Grace would tell her she must make him see the error of his ways. Millie would say tell him it’s an accident; he’ll never know. But she will not argue with a bleeding man, and she will not trick him. She will give him time.

HE IS A LIAR
. It is the one condition they did not warn him about. They gave him physical therapy for his hand. They passed out pamphlets about readjusting to civilian life. But they never told him he would have to become a liar to survive. He would have to deny everything he has seen and learned and done. No, he never watched a baby-faced kid from Ohio cut the balls off a dead German because he just lost his buddy.

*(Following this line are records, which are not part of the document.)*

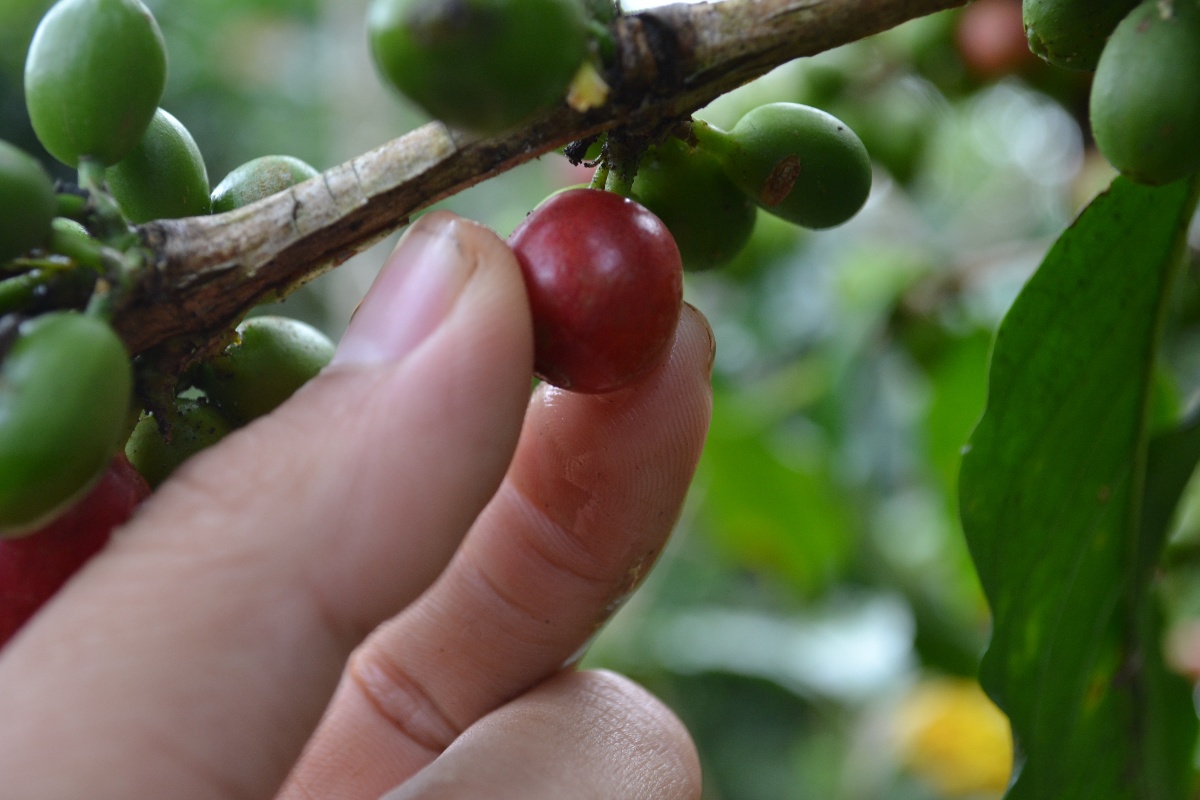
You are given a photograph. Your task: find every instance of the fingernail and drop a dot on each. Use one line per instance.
(413, 294)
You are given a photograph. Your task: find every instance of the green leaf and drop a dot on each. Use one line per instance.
(1053, 491)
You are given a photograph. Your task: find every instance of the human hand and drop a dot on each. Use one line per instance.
(196, 655)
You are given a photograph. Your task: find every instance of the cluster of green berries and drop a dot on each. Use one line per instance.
(603, 270)
(1145, 97)
(76, 455)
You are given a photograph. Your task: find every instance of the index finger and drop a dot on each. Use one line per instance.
(593, 492)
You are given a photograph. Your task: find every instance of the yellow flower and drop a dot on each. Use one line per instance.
(955, 739)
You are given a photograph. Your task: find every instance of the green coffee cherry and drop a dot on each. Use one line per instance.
(1071, 34)
(273, 358)
(27, 202)
(708, 216)
(795, 161)
(163, 176)
(484, 65)
(195, 425)
(94, 76)
(1145, 103)
(65, 389)
(258, 179)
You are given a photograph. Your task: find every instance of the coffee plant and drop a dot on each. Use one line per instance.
(131, 334)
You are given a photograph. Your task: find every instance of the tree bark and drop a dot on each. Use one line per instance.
(208, 272)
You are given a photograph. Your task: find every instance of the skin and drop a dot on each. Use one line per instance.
(423, 541)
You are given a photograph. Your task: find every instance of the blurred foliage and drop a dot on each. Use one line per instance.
(816, 621)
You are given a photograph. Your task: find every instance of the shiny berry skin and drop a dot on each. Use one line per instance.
(605, 283)
(34, 567)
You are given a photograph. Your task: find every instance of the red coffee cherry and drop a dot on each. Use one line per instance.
(605, 284)
(36, 566)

No, he never saw swarms of rats feasting on human corpses. No, he never sat with Herb’s head, oh, God, please, not that again. And no, no, no, I did not feel my hands crushing Millie’s baby, hear the limbs cracking like chicken bones when you’re trying to get at the moist meat, see the skull splitting and the brains oozing out onto my lap, as Herb’s did. He starts to sweat at the memory of the tiny body in his arms and the damage he could do to it. No, I never saw or thought any of that. I simply think no sane person would bring a child into a world divided by an iron curtain, shadowed by an atomic bomb, stalked by another war.